Cross talk between antigen presenting cells, effector T cells and immune regulatory cells through co-stimulatory and inhibitory signals orchestrates the anti-tumor immune response that eventuates in either the effective tumor directed immune activity leading to the tumor removal or an immune suppressed tumor microenvironment leading to the tumor progression and metastasis. The co-stimulatory signals have been shown to be mediated by CD28 and members of the tumor necrosis factor receptor (TNFR) family, such as CD40, OX-40, 4-1BB, CD30, and CD27, while the regulatory signals are generally mediated through cytotoxic T lymphocyte activator-4 (CTLA-4) and programmed death -1 (PD-1) receptors that share structural homology with the CD28 co-stimulatory class and also bind to the B7 family members. Despite the observed similarities in their structure and receptors, CTLA-4 and PD-1 show the main regulatory role and considered as checkpoints. Targeting these co-stimulatory or inhibitory receptors with either stimulating or blocking antibodies may lead to the enhanced immune response within tumor microenvironment and clinical benefits.

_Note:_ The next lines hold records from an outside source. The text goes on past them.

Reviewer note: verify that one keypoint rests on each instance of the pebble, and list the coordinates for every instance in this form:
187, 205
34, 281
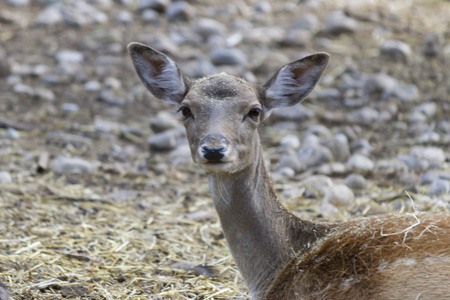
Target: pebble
379, 85
12, 133
359, 162
314, 155
63, 165
366, 114
339, 195
228, 56
337, 23
356, 181
338, 146
156, 5
439, 187
180, 11
70, 56
69, 107
5, 177
92, 86
396, 51
208, 27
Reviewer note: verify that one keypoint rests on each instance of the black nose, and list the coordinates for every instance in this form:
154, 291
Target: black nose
213, 153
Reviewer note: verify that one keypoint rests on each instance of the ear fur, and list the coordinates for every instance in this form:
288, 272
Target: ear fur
294, 81
160, 75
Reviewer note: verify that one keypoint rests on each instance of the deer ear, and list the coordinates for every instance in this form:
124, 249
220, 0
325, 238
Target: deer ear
160, 75
293, 82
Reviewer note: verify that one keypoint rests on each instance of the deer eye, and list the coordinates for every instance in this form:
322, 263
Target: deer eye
254, 113
185, 111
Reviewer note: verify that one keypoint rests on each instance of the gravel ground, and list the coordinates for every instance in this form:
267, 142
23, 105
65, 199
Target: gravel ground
99, 198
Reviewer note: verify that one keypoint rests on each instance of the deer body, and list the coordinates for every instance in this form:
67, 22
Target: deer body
279, 255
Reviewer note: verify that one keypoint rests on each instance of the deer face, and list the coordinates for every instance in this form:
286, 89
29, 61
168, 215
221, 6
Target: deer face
221, 113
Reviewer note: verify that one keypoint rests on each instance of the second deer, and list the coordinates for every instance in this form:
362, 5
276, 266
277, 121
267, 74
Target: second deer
280, 256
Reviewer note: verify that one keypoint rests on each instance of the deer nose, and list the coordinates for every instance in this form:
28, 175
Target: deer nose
213, 153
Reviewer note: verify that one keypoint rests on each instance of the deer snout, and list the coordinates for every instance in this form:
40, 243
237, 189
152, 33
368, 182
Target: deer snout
214, 147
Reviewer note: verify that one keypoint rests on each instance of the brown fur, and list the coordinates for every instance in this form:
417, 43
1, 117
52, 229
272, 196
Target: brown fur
391, 257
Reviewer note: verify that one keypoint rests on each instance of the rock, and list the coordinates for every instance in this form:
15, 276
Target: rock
307, 21
12, 133
366, 114
379, 86
228, 56
63, 165
290, 141
297, 37
396, 51
164, 121
314, 155
338, 146
428, 109
124, 17
70, 107
339, 195
69, 56
359, 162
355, 181
337, 23
209, 27
180, 11
156, 5
92, 86
5, 177
406, 93
439, 187
432, 45
293, 113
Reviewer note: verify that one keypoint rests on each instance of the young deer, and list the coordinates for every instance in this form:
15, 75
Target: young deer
279, 255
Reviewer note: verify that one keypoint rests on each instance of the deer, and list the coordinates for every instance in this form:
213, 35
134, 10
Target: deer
279, 255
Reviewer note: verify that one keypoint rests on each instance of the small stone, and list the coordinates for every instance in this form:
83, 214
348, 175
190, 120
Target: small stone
359, 162
11, 133
439, 187
69, 56
5, 177
92, 86
228, 56
180, 11
406, 93
314, 155
339, 195
337, 23
379, 86
366, 114
209, 27
338, 146
355, 181
396, 51
124, 17
290, 141
63, 165
70, 107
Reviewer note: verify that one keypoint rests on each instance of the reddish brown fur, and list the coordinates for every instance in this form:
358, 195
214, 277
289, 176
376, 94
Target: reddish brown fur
391, 257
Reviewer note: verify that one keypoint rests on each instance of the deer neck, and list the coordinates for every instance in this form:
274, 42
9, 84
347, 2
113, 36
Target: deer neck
261, 233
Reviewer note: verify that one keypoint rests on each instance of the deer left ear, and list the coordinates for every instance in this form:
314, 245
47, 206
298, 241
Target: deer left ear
294, 81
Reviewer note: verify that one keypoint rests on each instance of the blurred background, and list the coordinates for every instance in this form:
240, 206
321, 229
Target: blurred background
99, 198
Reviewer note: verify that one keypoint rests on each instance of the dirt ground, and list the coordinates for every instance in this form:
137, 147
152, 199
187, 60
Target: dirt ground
132, 224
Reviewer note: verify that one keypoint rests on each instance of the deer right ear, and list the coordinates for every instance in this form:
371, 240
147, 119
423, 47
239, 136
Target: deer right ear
160, 75
293, 82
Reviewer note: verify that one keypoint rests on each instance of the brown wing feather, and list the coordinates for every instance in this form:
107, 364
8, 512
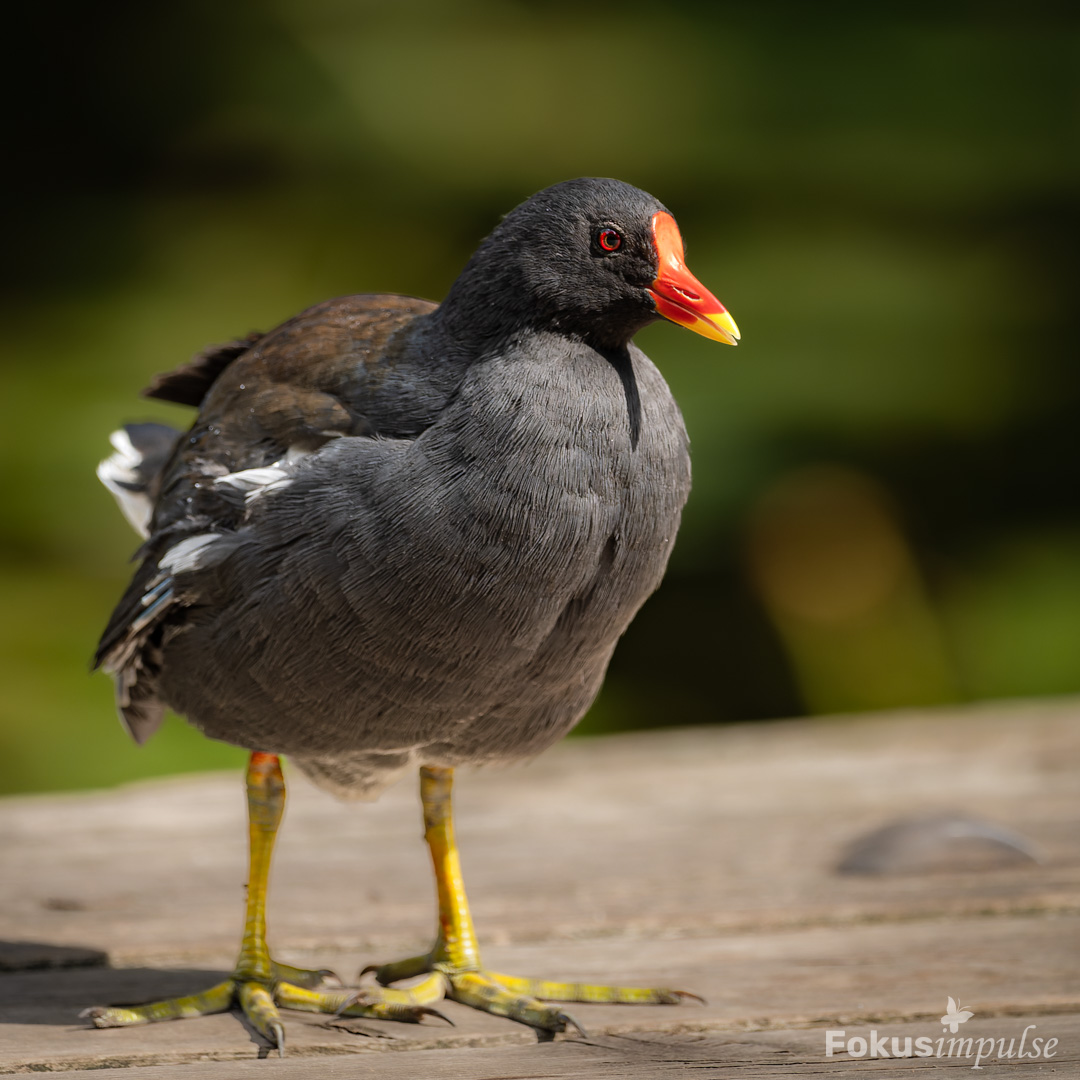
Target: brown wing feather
190, 382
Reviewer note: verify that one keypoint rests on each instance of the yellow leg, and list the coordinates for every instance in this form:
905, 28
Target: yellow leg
457, 956
259, 985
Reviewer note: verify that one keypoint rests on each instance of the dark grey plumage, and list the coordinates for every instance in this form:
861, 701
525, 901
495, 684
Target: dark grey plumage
403, 535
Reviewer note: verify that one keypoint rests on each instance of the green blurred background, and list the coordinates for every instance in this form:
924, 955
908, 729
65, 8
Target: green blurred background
886, 473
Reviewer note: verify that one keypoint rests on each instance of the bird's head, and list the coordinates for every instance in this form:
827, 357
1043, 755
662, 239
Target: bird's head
594, 258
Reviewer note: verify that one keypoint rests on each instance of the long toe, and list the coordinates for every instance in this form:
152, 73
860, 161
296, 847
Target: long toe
593, 993
312, 979
406, 1006
218, 998
482, 991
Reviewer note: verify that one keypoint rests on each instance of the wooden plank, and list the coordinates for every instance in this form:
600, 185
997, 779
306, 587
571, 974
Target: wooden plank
645, 1055
702, 859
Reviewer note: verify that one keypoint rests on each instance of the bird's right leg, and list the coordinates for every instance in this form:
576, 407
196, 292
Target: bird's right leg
258, 984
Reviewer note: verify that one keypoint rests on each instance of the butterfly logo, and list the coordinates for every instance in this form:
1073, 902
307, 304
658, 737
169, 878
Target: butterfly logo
955, 1016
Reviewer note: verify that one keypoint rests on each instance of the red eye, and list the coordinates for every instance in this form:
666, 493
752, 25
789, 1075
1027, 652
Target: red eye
609, 240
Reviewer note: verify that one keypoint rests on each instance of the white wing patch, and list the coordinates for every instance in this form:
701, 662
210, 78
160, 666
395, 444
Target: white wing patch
119, 473
189, 554
255, 483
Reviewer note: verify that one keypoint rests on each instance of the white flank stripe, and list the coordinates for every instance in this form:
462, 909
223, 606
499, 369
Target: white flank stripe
186, 555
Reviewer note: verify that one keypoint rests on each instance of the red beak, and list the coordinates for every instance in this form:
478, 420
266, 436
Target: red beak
678, 295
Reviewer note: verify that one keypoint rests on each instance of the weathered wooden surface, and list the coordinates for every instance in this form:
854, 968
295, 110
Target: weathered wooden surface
700, 859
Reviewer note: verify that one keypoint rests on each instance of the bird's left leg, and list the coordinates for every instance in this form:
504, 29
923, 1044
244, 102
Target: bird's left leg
258, 984
457, 955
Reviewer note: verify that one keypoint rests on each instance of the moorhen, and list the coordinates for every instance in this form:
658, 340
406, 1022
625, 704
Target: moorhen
402, 535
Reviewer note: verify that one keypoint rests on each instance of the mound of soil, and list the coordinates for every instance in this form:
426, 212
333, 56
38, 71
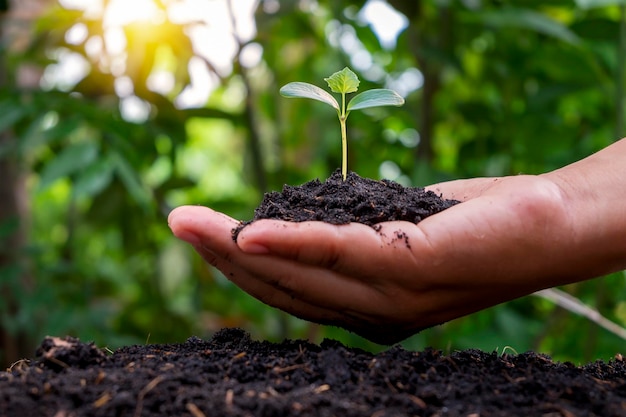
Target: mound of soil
356, 199
232, 375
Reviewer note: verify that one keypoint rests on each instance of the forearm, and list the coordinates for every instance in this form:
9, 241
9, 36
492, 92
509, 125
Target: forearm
594, 195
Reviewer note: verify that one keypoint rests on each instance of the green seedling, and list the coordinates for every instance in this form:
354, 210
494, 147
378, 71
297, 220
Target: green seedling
343, 82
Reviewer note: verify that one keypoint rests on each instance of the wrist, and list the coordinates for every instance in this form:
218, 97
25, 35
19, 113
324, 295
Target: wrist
593, 193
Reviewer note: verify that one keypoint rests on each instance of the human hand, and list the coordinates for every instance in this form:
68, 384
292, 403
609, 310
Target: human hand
509, 237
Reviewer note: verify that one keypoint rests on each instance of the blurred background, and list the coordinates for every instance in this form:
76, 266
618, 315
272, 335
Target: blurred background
114, 112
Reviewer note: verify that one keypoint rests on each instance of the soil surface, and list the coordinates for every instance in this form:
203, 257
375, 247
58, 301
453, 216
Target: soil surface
232, 375
356, 199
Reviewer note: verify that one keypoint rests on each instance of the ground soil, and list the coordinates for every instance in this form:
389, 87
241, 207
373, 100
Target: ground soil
232, 375
356, 199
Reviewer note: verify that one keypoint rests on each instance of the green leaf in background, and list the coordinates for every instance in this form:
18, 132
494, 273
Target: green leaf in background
531, 20
343, 82
306, 90
589, 4
94, 179
71, 159
131, 181
374, 98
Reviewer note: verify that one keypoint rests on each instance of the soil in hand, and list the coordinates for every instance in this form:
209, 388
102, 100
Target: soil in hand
356, 199
232, 375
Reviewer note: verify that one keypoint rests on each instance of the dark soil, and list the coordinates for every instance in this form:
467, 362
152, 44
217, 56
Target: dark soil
231, 375
356, 199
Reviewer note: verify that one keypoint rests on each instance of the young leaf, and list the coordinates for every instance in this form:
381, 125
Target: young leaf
306, 90
374, 98
344, 81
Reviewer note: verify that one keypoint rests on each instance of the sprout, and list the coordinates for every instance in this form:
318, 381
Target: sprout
343, 82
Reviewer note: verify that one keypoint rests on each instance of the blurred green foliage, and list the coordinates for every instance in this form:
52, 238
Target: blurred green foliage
492, 88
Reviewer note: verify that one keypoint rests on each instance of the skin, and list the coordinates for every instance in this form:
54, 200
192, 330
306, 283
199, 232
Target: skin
511, 236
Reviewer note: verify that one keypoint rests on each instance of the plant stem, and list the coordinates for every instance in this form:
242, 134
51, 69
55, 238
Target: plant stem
344, 149
344, 138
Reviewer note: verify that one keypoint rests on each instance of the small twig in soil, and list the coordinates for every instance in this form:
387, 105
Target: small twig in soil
149, 387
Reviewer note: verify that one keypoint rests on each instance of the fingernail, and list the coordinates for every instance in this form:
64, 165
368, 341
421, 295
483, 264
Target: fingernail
189, 237
254, 248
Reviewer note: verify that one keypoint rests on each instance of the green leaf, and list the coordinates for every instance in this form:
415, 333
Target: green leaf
306, 90
529, 19
71, 159
131, 181
94, 179
344, 81
589, 4
374, 98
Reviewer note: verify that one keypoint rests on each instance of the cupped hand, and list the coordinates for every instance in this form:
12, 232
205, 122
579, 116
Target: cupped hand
510, 236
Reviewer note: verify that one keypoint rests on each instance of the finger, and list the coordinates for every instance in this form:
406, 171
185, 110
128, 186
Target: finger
463, 190
282, 280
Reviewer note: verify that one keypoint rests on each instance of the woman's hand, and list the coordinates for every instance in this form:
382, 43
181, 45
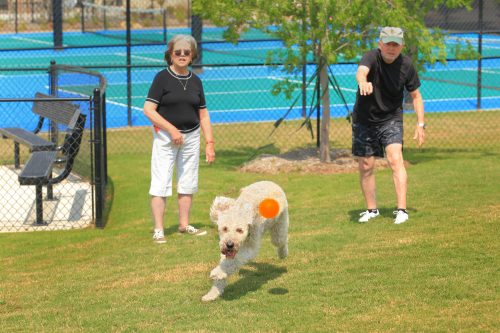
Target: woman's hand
210, 152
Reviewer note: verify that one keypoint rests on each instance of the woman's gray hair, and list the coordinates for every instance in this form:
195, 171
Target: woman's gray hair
170, 47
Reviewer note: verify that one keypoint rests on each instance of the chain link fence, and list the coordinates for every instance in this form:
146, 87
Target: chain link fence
462, 94
52, 150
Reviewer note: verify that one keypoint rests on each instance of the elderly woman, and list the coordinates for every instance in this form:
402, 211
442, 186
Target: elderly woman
176, 107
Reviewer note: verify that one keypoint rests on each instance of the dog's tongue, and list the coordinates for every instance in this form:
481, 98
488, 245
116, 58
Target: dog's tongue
229, 254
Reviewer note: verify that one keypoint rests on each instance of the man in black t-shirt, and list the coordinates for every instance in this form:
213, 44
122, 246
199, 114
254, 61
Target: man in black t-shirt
383, 75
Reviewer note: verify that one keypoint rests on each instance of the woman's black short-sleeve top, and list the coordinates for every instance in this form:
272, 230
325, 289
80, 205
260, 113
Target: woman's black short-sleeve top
179, 98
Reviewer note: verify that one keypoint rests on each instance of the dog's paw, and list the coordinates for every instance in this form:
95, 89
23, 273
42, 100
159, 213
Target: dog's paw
212, 295
218, 274
283, 252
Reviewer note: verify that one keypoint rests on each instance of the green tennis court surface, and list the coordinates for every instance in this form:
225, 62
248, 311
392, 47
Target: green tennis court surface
238, 93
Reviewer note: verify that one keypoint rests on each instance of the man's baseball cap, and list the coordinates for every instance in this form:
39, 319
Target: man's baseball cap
391, 34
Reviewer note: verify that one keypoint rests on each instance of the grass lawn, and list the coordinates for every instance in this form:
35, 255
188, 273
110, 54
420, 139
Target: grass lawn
437, 272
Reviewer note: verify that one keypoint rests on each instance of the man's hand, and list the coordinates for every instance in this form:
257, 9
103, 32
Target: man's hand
365, 88
419, 135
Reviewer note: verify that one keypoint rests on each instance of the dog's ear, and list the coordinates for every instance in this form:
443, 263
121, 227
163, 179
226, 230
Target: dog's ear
220, 205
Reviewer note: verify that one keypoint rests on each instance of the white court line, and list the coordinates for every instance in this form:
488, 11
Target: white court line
33, 40
139, 57
341, 88
468, 69
458, 99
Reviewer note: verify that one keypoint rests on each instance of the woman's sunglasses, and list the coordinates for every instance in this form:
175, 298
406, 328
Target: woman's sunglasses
178, 53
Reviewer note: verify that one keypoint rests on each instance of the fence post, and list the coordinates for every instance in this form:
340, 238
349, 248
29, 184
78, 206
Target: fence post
480, 51
57, 23
53, 130
98, 158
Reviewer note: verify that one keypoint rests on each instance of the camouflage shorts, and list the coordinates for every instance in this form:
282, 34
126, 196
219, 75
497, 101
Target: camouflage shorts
372, 140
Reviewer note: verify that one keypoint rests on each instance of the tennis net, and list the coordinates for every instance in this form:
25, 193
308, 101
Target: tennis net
149, 25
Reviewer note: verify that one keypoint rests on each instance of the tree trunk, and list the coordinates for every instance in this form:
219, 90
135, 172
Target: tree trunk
324, 143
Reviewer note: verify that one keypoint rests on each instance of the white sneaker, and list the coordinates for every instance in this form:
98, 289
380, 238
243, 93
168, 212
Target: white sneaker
367, 215
159, 237
401, 217
190, 230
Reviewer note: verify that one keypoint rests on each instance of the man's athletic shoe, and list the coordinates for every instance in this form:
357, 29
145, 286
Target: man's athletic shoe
190, 230
367, 215
159, 237
401, 216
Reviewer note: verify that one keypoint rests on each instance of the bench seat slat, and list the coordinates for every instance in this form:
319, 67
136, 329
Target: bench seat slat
29, 139
38, 168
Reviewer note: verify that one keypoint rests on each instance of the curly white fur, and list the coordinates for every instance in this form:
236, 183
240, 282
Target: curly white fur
241, 227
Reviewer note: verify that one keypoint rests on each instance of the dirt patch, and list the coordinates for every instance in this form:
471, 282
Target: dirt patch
306, 160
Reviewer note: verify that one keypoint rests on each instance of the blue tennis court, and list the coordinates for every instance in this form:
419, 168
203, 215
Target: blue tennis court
242, 93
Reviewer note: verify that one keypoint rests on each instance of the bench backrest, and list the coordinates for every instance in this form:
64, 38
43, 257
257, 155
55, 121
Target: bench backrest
60, 112
70, 147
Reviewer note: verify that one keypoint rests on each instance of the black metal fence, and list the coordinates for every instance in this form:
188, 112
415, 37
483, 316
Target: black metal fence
53, 169
452, 93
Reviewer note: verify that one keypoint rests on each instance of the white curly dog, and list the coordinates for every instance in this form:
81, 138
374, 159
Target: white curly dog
241, 227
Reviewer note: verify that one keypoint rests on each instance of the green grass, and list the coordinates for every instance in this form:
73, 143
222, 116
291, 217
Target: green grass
438, 272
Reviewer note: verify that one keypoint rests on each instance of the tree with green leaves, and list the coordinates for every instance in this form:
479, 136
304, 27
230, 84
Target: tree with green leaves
331, 31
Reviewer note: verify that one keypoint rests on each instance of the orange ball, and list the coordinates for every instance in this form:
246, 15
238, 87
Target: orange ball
269, 208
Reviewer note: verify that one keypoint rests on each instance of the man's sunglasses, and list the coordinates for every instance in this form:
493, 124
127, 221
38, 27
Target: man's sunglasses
178, 53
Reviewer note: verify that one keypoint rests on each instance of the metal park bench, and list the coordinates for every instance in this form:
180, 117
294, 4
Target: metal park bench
44, 154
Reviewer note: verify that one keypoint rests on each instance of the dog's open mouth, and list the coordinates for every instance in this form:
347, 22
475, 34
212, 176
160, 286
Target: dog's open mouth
229, 253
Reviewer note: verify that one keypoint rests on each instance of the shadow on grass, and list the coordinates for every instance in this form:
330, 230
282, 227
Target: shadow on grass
252, 280
384, 212
424, 155
233, 158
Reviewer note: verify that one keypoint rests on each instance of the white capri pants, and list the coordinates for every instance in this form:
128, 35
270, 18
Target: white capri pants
166, 155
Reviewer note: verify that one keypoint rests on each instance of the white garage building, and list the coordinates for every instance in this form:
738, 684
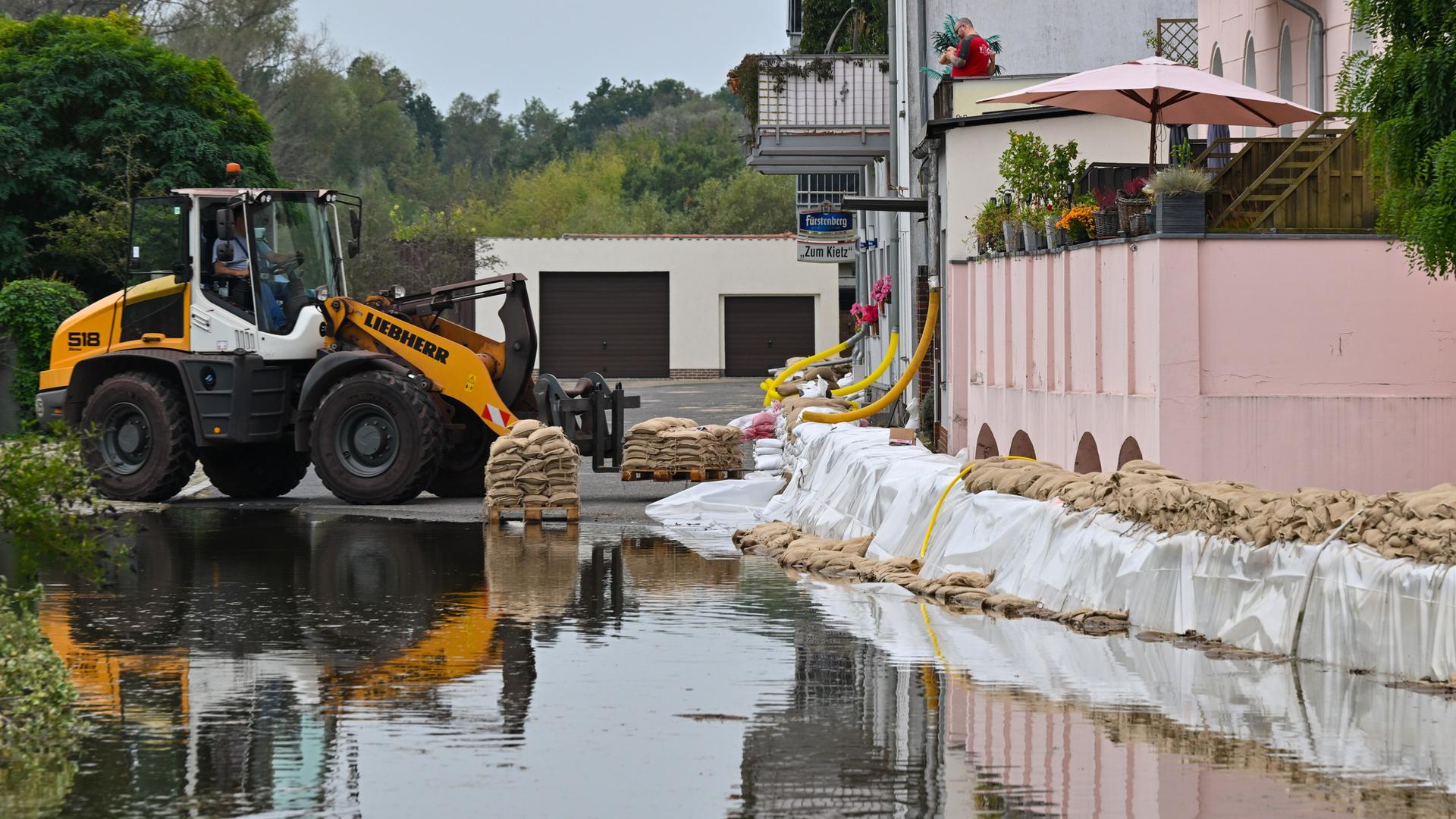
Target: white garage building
669, 306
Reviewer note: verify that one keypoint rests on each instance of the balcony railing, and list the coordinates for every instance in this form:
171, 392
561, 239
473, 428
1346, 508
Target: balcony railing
817, 93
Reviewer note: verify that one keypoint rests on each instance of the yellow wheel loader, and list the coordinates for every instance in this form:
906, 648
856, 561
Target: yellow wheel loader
237, 344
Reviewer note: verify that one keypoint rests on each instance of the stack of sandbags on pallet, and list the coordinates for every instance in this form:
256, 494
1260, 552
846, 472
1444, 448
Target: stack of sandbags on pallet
644, 447
532, 466
1416, 525
792, 409
680, 444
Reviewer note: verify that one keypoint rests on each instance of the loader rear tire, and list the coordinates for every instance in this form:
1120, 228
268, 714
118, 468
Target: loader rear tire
376, 439
255, 469
142, 447
462, 469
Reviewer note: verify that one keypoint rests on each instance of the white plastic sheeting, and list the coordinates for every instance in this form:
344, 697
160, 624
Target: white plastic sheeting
1363, 611
1335, 723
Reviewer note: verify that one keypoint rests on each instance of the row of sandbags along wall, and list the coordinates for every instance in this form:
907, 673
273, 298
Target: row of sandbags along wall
1329, 575
680, 444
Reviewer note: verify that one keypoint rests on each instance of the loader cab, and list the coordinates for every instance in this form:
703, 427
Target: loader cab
262, 260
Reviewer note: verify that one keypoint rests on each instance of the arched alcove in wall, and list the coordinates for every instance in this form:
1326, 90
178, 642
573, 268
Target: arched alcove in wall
1088, 458
1128, 452
1021, 445
986, 444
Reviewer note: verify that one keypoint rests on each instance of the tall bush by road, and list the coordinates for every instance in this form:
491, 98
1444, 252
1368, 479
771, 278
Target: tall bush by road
30, 312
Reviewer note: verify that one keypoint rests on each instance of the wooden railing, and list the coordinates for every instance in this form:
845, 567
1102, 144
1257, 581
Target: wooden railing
1313, 183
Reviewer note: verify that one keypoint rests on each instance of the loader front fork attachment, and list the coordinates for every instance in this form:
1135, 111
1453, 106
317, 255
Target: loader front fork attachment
592, 414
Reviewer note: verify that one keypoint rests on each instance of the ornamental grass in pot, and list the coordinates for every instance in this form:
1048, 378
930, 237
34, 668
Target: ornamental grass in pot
1181, 197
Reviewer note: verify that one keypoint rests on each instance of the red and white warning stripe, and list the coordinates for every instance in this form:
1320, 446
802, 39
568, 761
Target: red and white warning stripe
497, 416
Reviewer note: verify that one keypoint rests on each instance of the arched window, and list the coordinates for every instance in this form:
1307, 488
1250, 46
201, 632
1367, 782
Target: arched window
1286, 74
1251, 76
1088, 460
986, 444
1021, 445
1128, 452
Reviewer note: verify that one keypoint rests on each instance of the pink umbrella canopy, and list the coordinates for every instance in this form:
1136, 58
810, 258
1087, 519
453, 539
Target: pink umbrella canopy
1164, 93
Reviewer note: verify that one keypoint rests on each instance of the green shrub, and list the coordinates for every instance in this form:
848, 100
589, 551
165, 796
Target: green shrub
30, 312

Successful treatment of tumors with primary resistance to conventional chemotherapy and radiation, such as melanoma in advanced and metastatic setting with CTLA-4 and PD-1 targeted monoclonal antibodies and the encouraging results of checkpoint inhibitors in the treatment of non-small cell lung cancer and renal cell carcinoma have led to more than 2000 ongoing clinical studies addressing safety and efficacy of these classes of monoclonal antibodies in a wide range of solid tumors and hematologic malignancies either alone or combined with other therapeutic options from conventional chemotherapy and radiation to other members of the checkpoint inhibitor family, small molecule kinase inhibitors and even cancer vaccines. These combination treatment modalities may demonstrate synergic anti-tumor effect beyond their specific therapeutic effects. One of the proposed mechanisms for this synergic effect is the increased load of tumor associated antigens within tumor microenvironment that results from accumulation of the dead tumor cells in response to the treatment [1]. The conventional chemotherapy may also change the population of the immune cells within tumor stroma in favor of effector T cells rather than regulatory T cells (T reg) and myeloid derived suppressor cells (MDSCs) that have been recognized as the main immune suppressive cells within tumor microenvironment [2]. Moreover, the small molecule kinase inhibitors may influence the activation, survival and apoptosis of the effector T cells in a different way compared to the MDSCs and T regs. Hence, selected kinase inhibitors may change the immune microenvironment by increasing the immune stimulating populations rather than the number of the immune suppressive cells [3].

Unlike conventional treatment and small molecule targeted therapies in which the therapeutic response may present shortly after the treatment, the maximum therapeutic effects of these immune checkpoint inhibitors are yet to be determined in long term follow up of those patients receiving them. A recent update on the phase I clinical study in metastatic melanoma patients receiving PD-1 inhibitor nivolumab by Hodi et al. has shown the five-year overall survival of 34% that is considered a significant survival benefit in this group of patients [4]. Similarly, long term follow-up of melanoma patients receiving CTLA-4 directed monoclonal antibody ipilimumab alone or combined with other immunotherapies in a phase III clinical trial has shown the two-year overall survival rate of 20% while 45% of the patients who survived up to 2 years were still alive at 3 years [5]. This long term survival benefit, observed in patients treated with checkpoint inhibitors may suggest that the therapeutic effects of this class of drugs is not limited to those observed in short term clinical studies. The anti-tumor immune response that is activated within tumor microenvironment through checkpoint inhibitors, may reestablish the tumor-immune response equilibrium and keep the tumor in a stable, non-progressive status. Moreover, this long term overall survival may suggest the possibility of successful reintroduction of the previously administered lines of the treatment, later in the course of the disease in selected groups of the patients. Taken together, successful introduction of checkpoint inhibitors into cancer treatment may be considered as a new era in cancer treatment. Growing knowledge on tumor induced activation of the immune system and recognizing the effector and regulatory T cells and their interaction within tumor microenvironment suggests the immunotherapy as a potent treatment option, capable of inducing long term anti-tumor immune response. Checkpoint inhibitors play a major role to keep this immune response active and tumor-oriented. Synergic effects are expected while combining checkpoint inhibitors with other available anti-tumor modalities. However, the optimal clinical setting, selection of the best available treatment combination, as well as the duration of the treatment and questions that needs to be answered through further studies.